I worked in the studio last night and most of today.
And this was the result (unless it changes again).
It was supposed to be an exercise in the painting ‘process’ but even still I found it hard to overlook the results part. This painting went through several transformations before ending up this way.
Something interesting I’ve noticed is that whenever I’m working on something and begin to feel frustrated with the results, I tend to add circles – sort of as a last resort – – ‘well, I’ll try the circles and if that doesn’t work….”

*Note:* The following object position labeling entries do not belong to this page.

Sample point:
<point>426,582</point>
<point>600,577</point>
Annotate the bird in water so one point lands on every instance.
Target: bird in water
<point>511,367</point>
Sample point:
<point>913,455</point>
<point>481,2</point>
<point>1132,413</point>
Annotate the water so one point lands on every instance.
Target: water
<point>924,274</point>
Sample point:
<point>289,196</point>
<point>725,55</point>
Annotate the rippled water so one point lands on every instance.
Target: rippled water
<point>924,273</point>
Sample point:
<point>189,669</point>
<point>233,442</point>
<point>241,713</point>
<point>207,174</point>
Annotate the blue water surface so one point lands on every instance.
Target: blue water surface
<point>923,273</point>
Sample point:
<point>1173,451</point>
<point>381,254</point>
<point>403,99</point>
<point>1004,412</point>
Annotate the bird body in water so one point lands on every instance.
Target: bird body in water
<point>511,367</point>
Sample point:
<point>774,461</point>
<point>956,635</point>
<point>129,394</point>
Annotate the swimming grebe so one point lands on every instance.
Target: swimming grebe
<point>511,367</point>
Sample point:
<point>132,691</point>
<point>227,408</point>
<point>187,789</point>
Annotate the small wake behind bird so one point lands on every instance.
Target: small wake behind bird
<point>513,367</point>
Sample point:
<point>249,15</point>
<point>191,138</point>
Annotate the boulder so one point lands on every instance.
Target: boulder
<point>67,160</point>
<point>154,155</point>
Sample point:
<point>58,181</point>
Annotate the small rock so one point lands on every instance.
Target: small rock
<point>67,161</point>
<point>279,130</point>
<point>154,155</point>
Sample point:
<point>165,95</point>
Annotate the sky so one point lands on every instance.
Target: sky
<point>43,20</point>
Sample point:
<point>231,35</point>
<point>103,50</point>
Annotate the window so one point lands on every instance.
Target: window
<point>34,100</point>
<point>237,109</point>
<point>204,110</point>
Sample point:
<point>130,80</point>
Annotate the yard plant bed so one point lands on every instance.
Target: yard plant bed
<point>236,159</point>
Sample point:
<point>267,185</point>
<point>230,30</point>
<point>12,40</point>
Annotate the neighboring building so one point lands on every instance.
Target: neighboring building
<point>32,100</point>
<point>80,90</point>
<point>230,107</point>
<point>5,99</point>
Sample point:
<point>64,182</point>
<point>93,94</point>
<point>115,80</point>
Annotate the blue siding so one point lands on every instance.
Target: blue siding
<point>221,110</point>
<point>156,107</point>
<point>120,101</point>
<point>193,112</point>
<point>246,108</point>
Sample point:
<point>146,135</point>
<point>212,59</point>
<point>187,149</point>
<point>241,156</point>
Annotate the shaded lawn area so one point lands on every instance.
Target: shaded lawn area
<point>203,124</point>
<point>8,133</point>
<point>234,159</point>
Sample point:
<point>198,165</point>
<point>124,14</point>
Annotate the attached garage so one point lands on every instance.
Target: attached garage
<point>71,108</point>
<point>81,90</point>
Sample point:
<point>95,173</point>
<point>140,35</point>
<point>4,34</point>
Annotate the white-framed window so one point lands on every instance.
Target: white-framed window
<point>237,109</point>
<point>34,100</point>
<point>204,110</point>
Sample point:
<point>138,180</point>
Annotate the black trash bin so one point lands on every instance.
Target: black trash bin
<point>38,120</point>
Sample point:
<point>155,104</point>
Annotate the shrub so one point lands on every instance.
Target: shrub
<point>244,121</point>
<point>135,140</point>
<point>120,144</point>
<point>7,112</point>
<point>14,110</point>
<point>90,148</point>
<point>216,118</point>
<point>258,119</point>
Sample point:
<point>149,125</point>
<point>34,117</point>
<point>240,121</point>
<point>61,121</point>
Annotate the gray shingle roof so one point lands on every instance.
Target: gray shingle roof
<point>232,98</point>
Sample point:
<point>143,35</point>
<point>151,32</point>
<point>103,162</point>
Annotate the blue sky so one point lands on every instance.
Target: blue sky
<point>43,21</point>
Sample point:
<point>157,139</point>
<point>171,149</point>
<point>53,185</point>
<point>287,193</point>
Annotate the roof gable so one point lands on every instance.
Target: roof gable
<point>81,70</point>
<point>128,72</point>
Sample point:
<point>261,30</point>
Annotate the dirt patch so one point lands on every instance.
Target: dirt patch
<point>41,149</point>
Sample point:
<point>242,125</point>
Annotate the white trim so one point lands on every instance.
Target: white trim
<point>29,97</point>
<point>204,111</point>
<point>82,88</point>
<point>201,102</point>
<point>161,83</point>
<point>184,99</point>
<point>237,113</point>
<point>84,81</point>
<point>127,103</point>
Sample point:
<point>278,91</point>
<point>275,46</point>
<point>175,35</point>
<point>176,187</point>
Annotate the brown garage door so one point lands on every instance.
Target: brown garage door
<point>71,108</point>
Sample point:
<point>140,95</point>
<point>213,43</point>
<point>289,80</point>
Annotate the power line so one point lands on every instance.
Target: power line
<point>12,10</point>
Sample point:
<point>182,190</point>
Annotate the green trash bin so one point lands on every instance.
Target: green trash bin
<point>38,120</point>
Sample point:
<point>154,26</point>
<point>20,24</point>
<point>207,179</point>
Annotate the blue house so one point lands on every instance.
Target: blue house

Its my comfort paint; the brownie equivalent when things aren’t going my way.
That got me to thinking…so I decided to see what I could find on the topic.
Here’s what I found.
The circle symbol meaning is universal – it represents the infinite nature of energy and the symbol of the universe.
The Circle Christian Symbol represents eternity. The circle symbolizes eternity as it has no beginning or end. Because of this many early Christians believed that there was something divine in circles. Early astronomy and astrology was connected to the divine for most medieval scholars, the circular shape of the sun, moon and the planets were related to God’s act of Creation.
To the Native North American Indians, the circle is the sun, the moon and her children… man and woman. Consider the circle symbol meaning in conjunction with the Native medicine wheels. The medicine wheel gives the sense of the integration of spirit and man, combined for the purpose of greater spiritual understanding and evolution.
Circles were protective emblems to the Celtic mind. Circles were often drawn as protective boundaries, not to be crossed by enemy or evil forces.
In Chinese symbology, the circle expresses the shape of heaven, with earth signified by a square. When we see a square inside a circle in Chinese art, it represents the union between heaven and earth. The deeply significant yin yang symbol is circular, encompassing the whole of duality with a unified balance.
This juxtaposition is mirrored in symbology expressed by Dr. Jung. He viewed the circle as an geometric archetype of the psyche. When combined with a square it explains the relationship or balance between psyche and body.
What’s even better, is that the circle includes us in the grand scheme. In fact, when any symbol is shown with a circle around the symbol it asks the viewer to be drawn in and to be included in the experience of whatever symbolic message the center may hold.
The circle invites the observer to step inside…
Interesting, isn’t it?
This taken from the on-line article, “Circle Symbols-What do they mean?” by Dixie Allan.